DFW's essays were perhaps even better than his novels. My favorite is "Tennis Player Michael Joyce's Professional Artistry as a Paradigm of Certain Stuff about Choice, Freedom, Discipline, Joy, Grotesquerie and Human Completeness," collected in A Supposedly Fun Thing I'll Never Do Again. (His work sounds pretentious, but when you get to know it, you see that he's using literary playfulness as a tool. He's not just showing off.)
DFW was the editor of The Best American Essays 2007, and his introduction to that book is itself a brilliant essay. I was a little underwhelmed by Host, an essay about right-wing talk radio host John Ziegler, but it's worth a read. He also wrote an essay about John McCain in 2000 for Rolling Stone, which has now become a book. Here's an interview with the Wall Street Journal about the book.
Here is David Foster Wallace on Charlie Rose. Skip to 23:15:
Fan site The Howling Fantods has everything you'd ever want to know about DFW.
(Public service announcement: If you are depressed or think you might be, please get yourself a good psychologist. It's not something you have to figure out on your own or trust your religious tradition to help you with. I see a psychologist myself. Feel free to email me.)

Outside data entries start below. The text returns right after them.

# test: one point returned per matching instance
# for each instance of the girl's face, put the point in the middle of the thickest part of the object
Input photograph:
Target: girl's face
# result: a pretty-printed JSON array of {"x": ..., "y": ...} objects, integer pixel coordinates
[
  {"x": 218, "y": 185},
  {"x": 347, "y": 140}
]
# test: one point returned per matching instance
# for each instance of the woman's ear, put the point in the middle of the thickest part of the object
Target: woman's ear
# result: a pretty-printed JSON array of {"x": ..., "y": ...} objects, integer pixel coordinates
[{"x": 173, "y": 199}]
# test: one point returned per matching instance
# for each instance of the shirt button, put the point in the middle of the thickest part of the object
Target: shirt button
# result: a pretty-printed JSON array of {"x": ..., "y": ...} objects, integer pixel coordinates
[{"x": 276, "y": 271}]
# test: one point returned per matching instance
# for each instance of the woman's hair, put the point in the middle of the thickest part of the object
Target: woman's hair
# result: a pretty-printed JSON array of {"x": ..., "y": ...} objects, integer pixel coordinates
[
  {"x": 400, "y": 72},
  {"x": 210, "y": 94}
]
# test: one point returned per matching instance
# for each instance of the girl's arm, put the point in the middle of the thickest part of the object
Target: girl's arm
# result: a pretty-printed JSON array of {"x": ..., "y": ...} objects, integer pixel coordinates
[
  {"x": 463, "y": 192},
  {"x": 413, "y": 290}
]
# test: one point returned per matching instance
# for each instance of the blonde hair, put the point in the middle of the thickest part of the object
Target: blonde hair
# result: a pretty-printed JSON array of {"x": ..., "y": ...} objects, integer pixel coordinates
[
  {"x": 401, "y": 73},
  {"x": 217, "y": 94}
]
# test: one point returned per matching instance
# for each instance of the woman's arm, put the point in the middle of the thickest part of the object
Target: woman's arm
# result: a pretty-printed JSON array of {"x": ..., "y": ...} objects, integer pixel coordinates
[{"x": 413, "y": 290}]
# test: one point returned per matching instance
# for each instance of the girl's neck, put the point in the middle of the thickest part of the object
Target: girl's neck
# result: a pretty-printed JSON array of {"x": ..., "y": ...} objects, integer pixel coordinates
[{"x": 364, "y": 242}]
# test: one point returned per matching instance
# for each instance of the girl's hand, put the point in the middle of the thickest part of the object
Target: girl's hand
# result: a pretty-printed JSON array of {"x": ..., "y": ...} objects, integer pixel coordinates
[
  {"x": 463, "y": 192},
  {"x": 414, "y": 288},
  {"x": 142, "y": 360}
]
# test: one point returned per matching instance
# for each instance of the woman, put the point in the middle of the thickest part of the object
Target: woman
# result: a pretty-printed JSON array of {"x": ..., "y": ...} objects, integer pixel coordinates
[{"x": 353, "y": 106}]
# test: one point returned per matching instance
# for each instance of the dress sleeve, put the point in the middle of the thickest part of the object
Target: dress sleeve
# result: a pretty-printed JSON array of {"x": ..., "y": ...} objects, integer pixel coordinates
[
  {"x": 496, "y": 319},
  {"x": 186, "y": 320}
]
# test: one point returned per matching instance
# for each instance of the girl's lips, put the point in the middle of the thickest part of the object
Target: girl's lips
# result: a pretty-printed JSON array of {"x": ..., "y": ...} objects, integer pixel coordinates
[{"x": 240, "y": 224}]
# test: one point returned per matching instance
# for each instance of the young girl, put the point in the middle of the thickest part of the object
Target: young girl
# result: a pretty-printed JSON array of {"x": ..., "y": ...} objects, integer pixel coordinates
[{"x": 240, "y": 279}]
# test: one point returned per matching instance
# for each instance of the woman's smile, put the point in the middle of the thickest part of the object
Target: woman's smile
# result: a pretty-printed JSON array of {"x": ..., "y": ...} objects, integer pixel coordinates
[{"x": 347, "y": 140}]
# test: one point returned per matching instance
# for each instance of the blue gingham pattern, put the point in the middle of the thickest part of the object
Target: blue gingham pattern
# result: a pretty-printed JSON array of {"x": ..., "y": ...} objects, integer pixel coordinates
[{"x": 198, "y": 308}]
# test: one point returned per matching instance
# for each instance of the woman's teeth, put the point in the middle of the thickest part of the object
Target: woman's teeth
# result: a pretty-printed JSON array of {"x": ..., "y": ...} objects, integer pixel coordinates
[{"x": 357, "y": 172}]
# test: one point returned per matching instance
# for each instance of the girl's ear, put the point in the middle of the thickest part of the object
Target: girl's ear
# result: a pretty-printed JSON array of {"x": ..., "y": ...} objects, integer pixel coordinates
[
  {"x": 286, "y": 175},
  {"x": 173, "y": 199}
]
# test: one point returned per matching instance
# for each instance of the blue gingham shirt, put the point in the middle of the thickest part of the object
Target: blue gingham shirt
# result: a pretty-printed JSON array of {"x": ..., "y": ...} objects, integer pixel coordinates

Update: According to the NY Times obit, Wallace was receiving medical care:
His father said Sunday that Mr. Wallace had been taking medication for depression for 20 years and that it had allowed his son to be productive. It was something the writer didn’t discuss, though in interviews he gave a hint of his haunting angst...
James Wallace said that last year his son had begun suffering side effects from the drugs and, at a doctor’s suggestion, had gone off the medication in June 2007. The depression returned, however, and no other treatment was successful. The elder Wallaces had seen their son in August, he said.
“He was being very heavily medicated,” he said. “He’d been in the hospital a couple of times over the summer and had undergone electro-convulsive therapy. Everything had been tried, and he just couldn’t stand it anymore.”